Immunohistochemical expression of podoplanin

Immunohistochemical expression of podoplanin in KCOT was found to be negative in 10% cases; weakly to moderately positive in 40% cases and 50% cases showed strongly positive expression. The results were in accordance with the observations of Caetano Ados et al.[12] who reported the expression of podoplanin in invasive front of ameloblastomas, KCOT, adenomatoid odontogenic tumors, and calcifying epithelial odontogenic tumors. Immunohistochemically, KCOT cases revealed a strong membranous and cytoplasmic reaction for podoplanin of the basal cell layers as was stated by Friedrich et al.[13] Most of the podoplanin positive cells were restricted to the basal layer of the epithelial lining, with a little expression toward the parabasal or lower middle layers. In our study, the upper layers were negative for this protein as was also seen by Zhang et al.[14] The possible contribution of podoplanin in the local invasiveness and the neoplastic nature of the KCOT may be attributed to the important role, it plays in mediating cellular contractile properties and cytoskeletal reorganization as suggested by Schacht et al.[15] In OOC group, 30% cases displayed negative immunohistochemical expression for podoplanin whereas 30% cases were weakly to moderately positive and 40% cases were strongly positive.
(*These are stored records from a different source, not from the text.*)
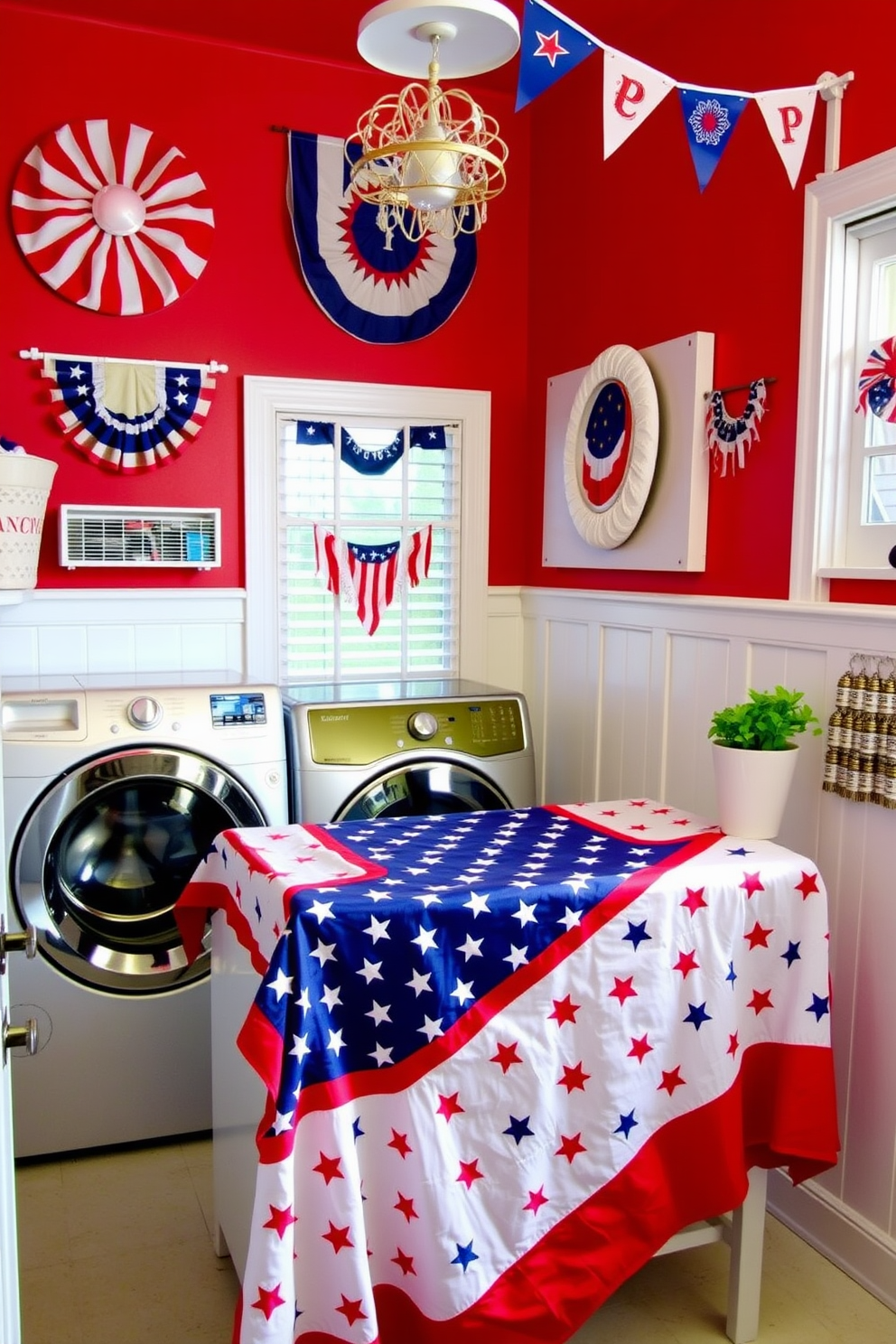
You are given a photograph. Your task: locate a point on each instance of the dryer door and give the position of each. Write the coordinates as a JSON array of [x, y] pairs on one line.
[[104, 854], [426, 788]]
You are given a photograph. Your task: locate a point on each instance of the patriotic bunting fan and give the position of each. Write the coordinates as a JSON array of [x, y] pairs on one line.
[[877, 382], [110, 218]]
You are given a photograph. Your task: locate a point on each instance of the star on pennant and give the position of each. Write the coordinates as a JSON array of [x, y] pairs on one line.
[[574, 1077], [269, 1300], [537, 1199], [565, 1010], [465, 1255], [471, 1172], [639, 1047], [570, 1147], [505, 1057], [626, 1125], [281, 1219], [449, 1106], [550, 46], [518, 1129]]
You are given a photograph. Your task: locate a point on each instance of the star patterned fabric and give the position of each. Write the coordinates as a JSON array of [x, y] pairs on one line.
[[445, 1148]]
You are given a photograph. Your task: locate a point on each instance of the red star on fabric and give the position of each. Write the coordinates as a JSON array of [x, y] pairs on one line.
[[565, 1010], [807, 884], [537, 1199], [686, 963], [406, 1207], [449, 1106], [328, 1167], [761, 999], [695, 901], [639, 1047], [570, 1147], [758, 937], [550, 46], [670, 1079], [471, 1172], [338, 1237], [280, 1219], [405, 1262], [622, 989], [505, 1057], [573, 1077], [350, 1311], [400, 1144], [269, 1300]]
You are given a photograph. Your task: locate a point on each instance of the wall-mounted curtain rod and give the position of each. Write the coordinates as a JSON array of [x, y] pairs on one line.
[[212, 367], [738, 387]]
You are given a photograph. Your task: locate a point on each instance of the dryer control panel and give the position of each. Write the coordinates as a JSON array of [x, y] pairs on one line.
[[359, 734]]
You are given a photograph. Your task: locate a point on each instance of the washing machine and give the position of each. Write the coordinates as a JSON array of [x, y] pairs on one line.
[[364, 751], [112, 796]]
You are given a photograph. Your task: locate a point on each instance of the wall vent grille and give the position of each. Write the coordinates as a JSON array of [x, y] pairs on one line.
[[97, 537]]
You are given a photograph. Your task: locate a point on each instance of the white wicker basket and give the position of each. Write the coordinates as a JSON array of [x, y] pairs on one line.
[[24, 488]]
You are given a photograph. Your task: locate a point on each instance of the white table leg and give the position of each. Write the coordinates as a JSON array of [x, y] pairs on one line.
[[744, 1274]]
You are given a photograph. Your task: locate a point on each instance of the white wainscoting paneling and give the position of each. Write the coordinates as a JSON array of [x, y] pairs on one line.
[[622, 688]]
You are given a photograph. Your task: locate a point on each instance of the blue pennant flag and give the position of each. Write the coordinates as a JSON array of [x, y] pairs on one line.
[[551, 46], [710, 118]]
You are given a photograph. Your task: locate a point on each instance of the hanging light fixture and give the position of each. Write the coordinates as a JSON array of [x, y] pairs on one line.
[[430, 159]]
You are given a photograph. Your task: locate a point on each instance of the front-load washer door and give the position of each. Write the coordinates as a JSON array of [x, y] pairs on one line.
[[425, 788], [105, 853]]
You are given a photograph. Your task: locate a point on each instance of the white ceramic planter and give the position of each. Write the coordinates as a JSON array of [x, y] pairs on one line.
[[751, 789]]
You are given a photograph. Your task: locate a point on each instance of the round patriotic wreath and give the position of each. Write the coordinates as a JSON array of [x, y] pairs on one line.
[[610, 449], [112, 219]]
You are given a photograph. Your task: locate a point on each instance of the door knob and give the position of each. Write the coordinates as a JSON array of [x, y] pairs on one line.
[[18, 1036], [26, 942]]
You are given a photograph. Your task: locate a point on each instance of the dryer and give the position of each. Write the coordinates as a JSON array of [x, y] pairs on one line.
[[112, 796], [387, 749]]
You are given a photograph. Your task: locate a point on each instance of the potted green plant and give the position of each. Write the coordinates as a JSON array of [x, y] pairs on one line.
[[754, 760]]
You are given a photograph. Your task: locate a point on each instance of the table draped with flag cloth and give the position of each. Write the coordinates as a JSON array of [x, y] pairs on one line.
[[508, 1055]]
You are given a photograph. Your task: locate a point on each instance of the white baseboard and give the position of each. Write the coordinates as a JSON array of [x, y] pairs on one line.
[[838, 1233]]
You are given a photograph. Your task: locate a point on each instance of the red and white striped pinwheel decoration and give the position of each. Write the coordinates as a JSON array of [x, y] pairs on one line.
[[110, 219]]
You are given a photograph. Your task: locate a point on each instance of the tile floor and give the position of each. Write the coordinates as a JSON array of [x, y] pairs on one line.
[[116, 1249]]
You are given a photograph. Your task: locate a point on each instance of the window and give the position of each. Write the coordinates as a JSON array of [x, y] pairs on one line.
[[871, 512], [414, 500], [845, 498], [298, 632]]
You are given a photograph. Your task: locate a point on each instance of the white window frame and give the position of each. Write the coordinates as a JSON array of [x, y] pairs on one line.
[[264, 401], [826, 396]]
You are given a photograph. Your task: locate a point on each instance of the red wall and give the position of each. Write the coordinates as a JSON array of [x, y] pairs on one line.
[[250, 308], [586, 256], [642, 256]]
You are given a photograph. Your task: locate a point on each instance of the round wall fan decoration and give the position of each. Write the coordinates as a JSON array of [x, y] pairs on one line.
[[110, 218], [610, 451]]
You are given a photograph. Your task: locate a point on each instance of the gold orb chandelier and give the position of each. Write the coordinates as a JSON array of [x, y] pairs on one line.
[[429, 157]]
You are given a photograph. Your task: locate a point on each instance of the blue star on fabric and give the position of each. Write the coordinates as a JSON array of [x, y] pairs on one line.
[[626, 1124], [697, 1015], [518, 1129], [637, 933], [465, 1255]]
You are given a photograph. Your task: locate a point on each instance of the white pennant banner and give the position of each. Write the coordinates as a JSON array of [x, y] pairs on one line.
[[630, 93], [789, 115]]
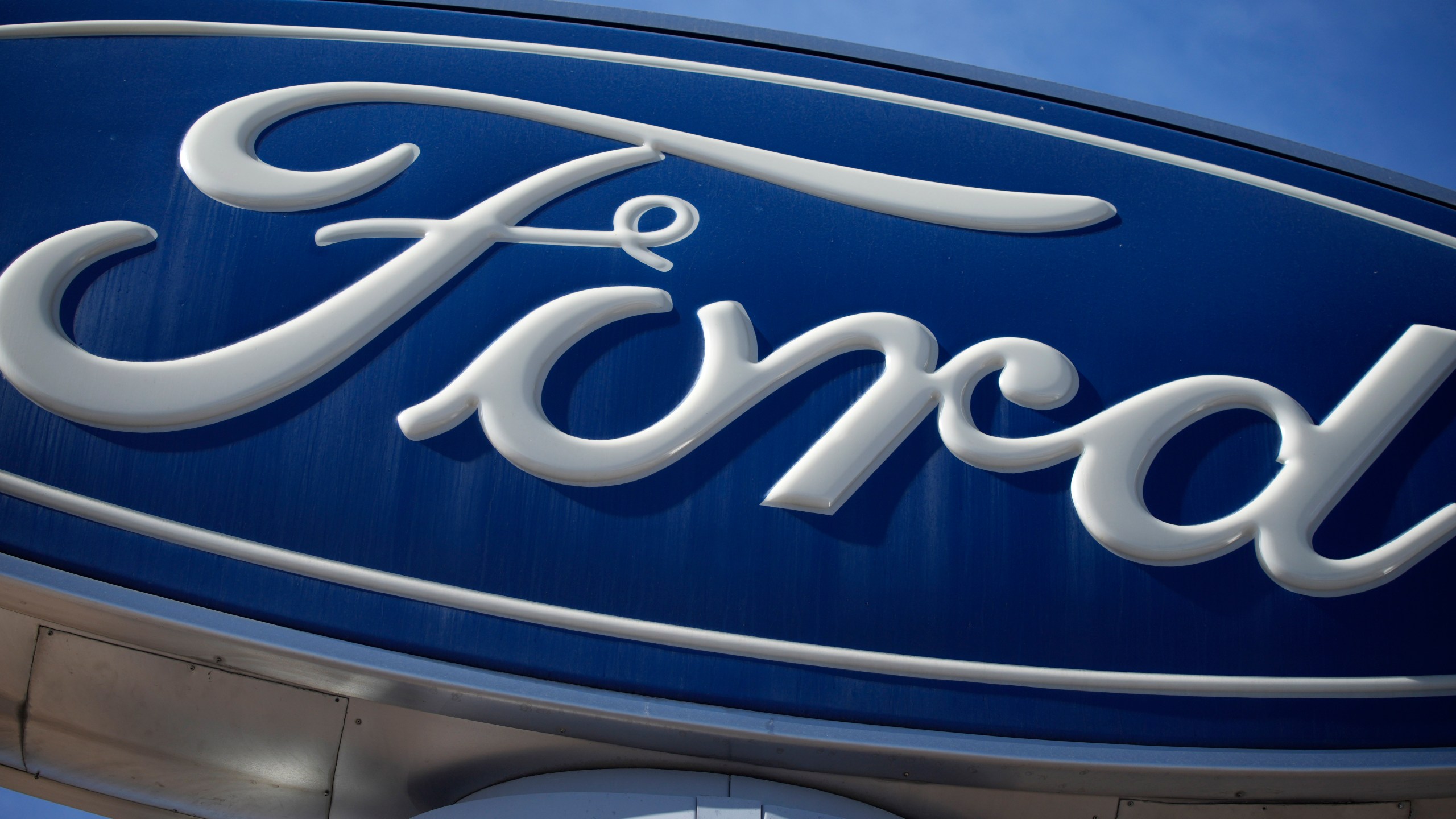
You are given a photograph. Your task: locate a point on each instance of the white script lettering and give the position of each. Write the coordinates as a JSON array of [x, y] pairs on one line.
[[503, 385]]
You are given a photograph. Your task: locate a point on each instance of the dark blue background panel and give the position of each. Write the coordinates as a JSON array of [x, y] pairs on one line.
[[931, 557]]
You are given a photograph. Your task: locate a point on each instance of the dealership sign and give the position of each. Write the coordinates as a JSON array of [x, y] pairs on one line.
[[986, 395]]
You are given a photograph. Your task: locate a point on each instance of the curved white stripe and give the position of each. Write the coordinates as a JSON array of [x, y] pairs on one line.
[[197, 28], [717, 642]]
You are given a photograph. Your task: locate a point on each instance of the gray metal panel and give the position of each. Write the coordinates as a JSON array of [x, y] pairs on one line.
[[178, 735], [81, 799], [771, 747], [16, 646]]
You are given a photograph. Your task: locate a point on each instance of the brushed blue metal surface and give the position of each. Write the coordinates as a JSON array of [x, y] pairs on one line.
[[931, 557]]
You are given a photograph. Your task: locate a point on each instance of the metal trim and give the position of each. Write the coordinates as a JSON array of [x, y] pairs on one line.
[[322, 664]]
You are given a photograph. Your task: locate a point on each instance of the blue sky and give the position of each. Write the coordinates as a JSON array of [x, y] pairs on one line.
[[1374, 81]]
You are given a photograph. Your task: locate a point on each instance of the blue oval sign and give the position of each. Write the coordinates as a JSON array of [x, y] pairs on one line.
[[730, 375]]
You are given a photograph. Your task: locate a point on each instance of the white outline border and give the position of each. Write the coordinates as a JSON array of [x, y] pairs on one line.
[[194, 28], [679, 636]]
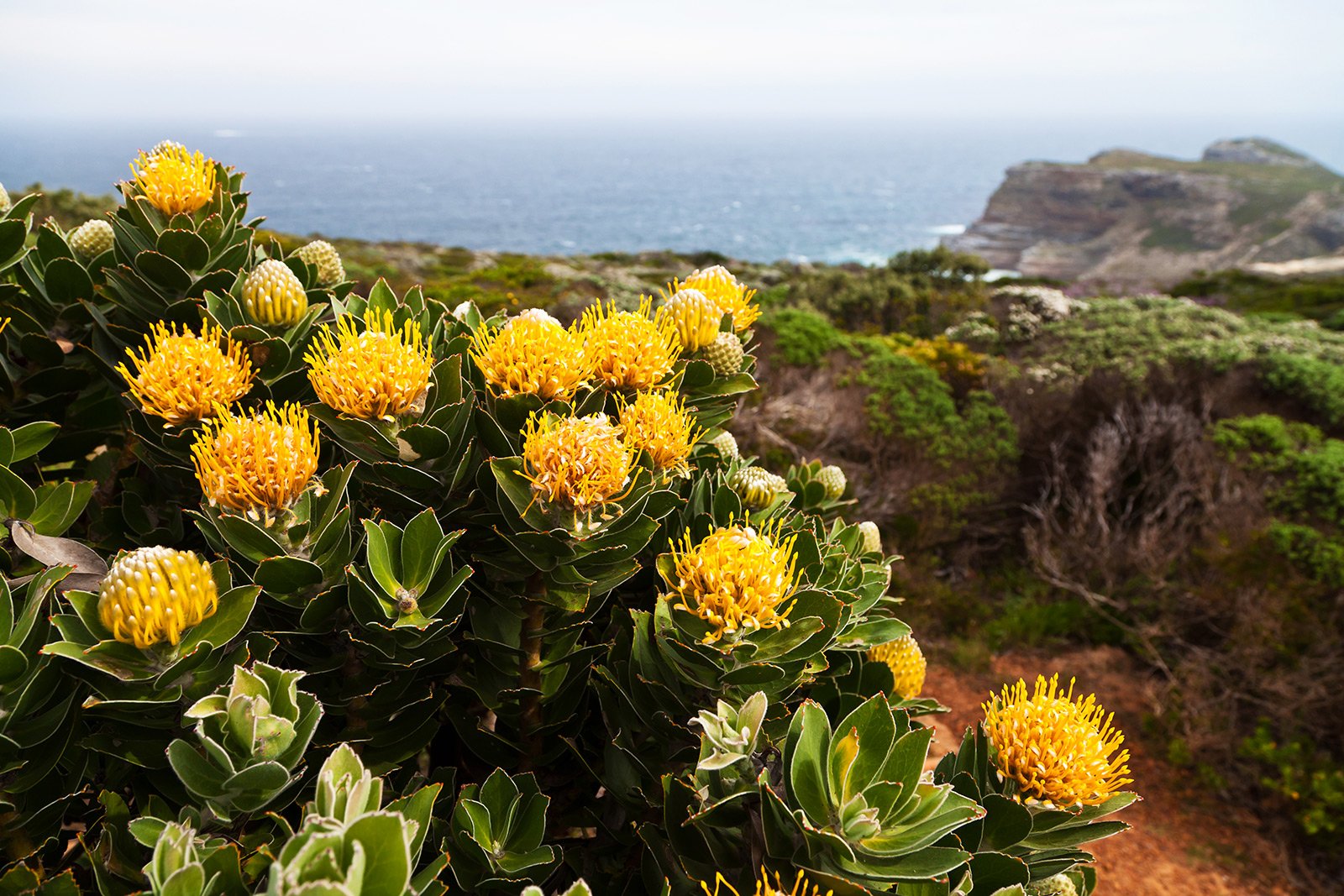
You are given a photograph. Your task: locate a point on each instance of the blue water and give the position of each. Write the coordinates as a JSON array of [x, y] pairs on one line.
[[851, 191]]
Results of our study demonstrated that the expression of podoplanin was evidently higher in KCOT than in OOC, probably because KCOT has more of a neoplastic character, with progression and local invasiveness These findings are comparable to the results of the study conducted by González-Alva et al.[16] Areas with inflammatory changes showed increased expression of podoplanin in the basal layer compared to areas where inflammatory changes were absent as also observed by González-Alva et al.[16] A study by Caetano Ados et al.[12] also showed a statistically significant PDPN expression in KCOT and OOC. Immunoreactivity for PDPN in DC was negative in 30% cases; whereas 50% cases were weakly to moderately positive and strongly positive in 20% cases. Studies have shown that podoplanin expression is required when morphologic changes (regeneration, reparative, or even neoplastic) take place especially when epithelium is associated with inflammatory infiltrate.[12]

Immunohistochemical expression of syndecan-1 versus podoplanin

The present study showed absence of significant correlation between the expression of syndecan-1 and podoplanin, thus, reinforcing that the exact role of these proteins in the differentiation of odontogenic cystic lesions and odontogenic tumors need to be elucidated more elaborately.

 Conclusion



Even though KCOT expressed significant syndecan-1 expression, it does not seem to be a determinant factor of the distinct histopathological features and biological behavior. Moreover, the prognostic significance of syndecan-1 in the aforementioned cystic lesions cannot be addressed here, owing to the limited number of cases included in the study. Although the biological functions of podoplanin have not yet been fully recognized, its expression in KCOT suggests the possible contribution of podoplanin in the local invasiveness and the neoplastic nature of the lesion. Due to the limited sample size, it is thus necessary to reinforce and elucidate the exact role of these proteins in the differentiation of cystic odontogenic lesions and tumors.

Financial support and sponsorship

Nil.

Conflicts of interest

There are no conflicts of interest.

Ethical clearance

The study was approved from the ethical committee of the institution. RDCH/Ethical/2016/2851-C.